A delegation from Paris Saint-Germain was in Switzerland on Thursday to explain the club’s structures to a UEFA committee overseeing the implementation of financial fair play rules in football.
PSG president Nasser Al-Khelaifi led the three-man group who assisted the informal meeting at the headquarters of European football’s governing body in Nyon.
Financial fair play guidelines are designed to stop clubs spending more money than they earn. UEFA plans to examine projected budgets for next season before ruling in the spring on whether they comply with the new regulations.
PSG, owned by Qatar Sports Investments (QSI), envisage having a budget of 430 million euros next season, according to L’Equipe.

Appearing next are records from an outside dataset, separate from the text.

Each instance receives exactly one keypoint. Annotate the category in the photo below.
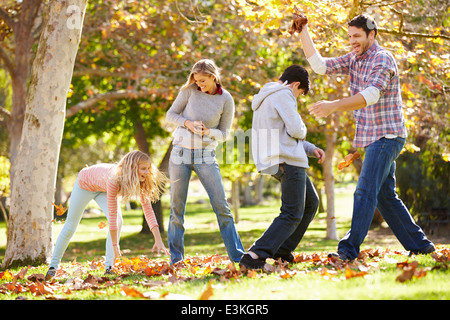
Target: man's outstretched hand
(299, 21)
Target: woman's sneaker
(50, 273)
(248, 262)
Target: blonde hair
(205, 66)
(126, 177)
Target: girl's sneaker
(248, 262)
(109, 270)
(50, 273)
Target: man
(279, 149)
(380, 129)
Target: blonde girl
(133, 177)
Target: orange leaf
(60, 210)
(348, 160)
(131, 292)
(102, 224)
(207, 293)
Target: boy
(279, 149)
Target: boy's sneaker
(248, 262)
(50, 273)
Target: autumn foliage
(158, 273)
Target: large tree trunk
(30, 228)
(19, 70)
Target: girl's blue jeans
(376, 189)
(79, 199)
(203, 161)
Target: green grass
(203, 239)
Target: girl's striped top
(97, 179)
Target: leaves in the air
(348, 160)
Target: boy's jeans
(376, 189)
(79, 199)
(299, 203)
(203, 162)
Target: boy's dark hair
(365, 22)
(296, 73)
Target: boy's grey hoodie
(278, 130)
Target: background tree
(30, 224)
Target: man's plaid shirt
(377, 68)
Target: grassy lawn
(311, 278)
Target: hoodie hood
(269, 89)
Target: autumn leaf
(348, 160)
(209, 291)
(60, 210)
(131, 292)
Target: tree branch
(413, 34)
(91, 102)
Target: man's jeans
(376, 189)
(79, 199)
(299, 203)
(203, 162)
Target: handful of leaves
(348, 160)
(299, 21)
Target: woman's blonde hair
(205, 66)
(126, 177)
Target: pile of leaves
(157, 273)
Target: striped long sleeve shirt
(97, 179)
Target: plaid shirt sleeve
(339, 65)
(382, 72)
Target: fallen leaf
(348, 160)
(209, 291)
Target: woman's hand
(320, 154)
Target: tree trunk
(29, 239)
(19, 72)
(331, 136)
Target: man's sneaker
(248, 262)
(285, 258)
(50, 273)
(427, 250)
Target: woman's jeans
(79, 199)
(376, 189)
(299, 204)
(203, 162)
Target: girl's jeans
(299, 204)
(376, 189)
(203, 162)
(78, 202)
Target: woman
(203, 112)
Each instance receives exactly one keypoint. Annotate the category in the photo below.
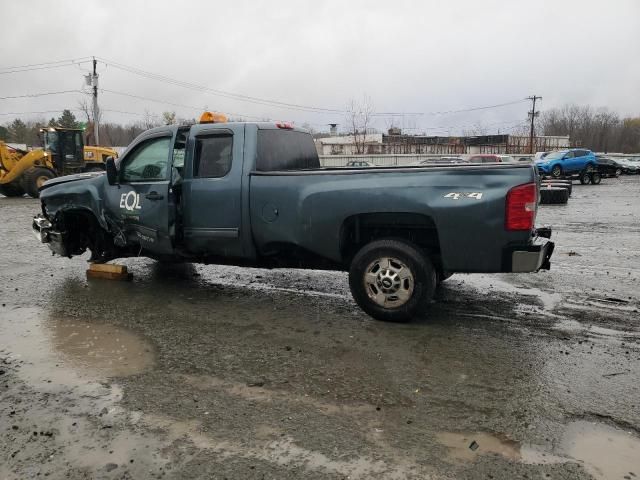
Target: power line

The French champions’ revenues have increased by 300 percent since the Qatari group took over the club in June 2011.
To meet spiralling costs, PSG have secured some lucrative sponsorship deals. None is more eye-catching, however, than the agreement with the Qatar Tourism Authority (QTA), which guarantees the club between 150-200 million euros per season.

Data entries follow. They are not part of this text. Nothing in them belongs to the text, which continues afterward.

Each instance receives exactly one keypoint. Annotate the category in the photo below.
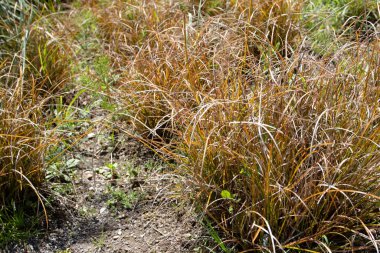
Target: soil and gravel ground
(136, 208)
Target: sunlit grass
(283, 147)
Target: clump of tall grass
(34, 68)
(283, 148)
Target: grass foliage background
(272, 108)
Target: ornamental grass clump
(282, 146)
(34, 67)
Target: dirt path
(133, 209)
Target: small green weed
(119, 198)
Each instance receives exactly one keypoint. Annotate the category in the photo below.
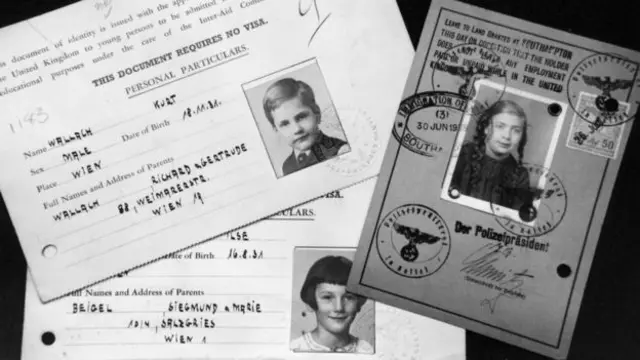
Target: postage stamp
(588, 133)
(611, 79)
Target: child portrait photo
(296, 118)
(507, 130)
(326, 318)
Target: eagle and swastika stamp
(413, 241)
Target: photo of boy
(486, 167)
(325, 294)
(296, 117)
(291, 108)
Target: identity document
(260, 292)
(495, 184)
(135, 128)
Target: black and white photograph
(325, 317)
(506, 131)
(296, 118)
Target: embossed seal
(413, 241)
(612, 80)
(363, 139)
(543, 214)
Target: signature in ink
(481, 262)
(508, 289)
(304, 7)
(104, 5)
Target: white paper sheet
(134, 128)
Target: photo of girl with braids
(334, 310)
(489, 167)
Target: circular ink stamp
(363, 140)
(541, 212)
(460, 68)
(402, 339)
(600, 86)
(438, 108)
(413, 241)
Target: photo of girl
(490, 167)
(325, 295)
(507, 132)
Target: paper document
(497, 177)
(135, 128)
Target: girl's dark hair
(287, 89)
(479, 141)
(331, 270)
(484, 121)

That deal has already proved unpopular with other clubs around Europe and, according to L’Equipe and RMC, UEFA will investigate whether the sum paid is justifiable according to its financial fair play guidelines.
If UEFA was to rule that the contract was unnecessarily worth more than the market value, PSG would have to find another source of revenue.
But the Ligue 1 club argue that QSI and the QTA are completely separate entities.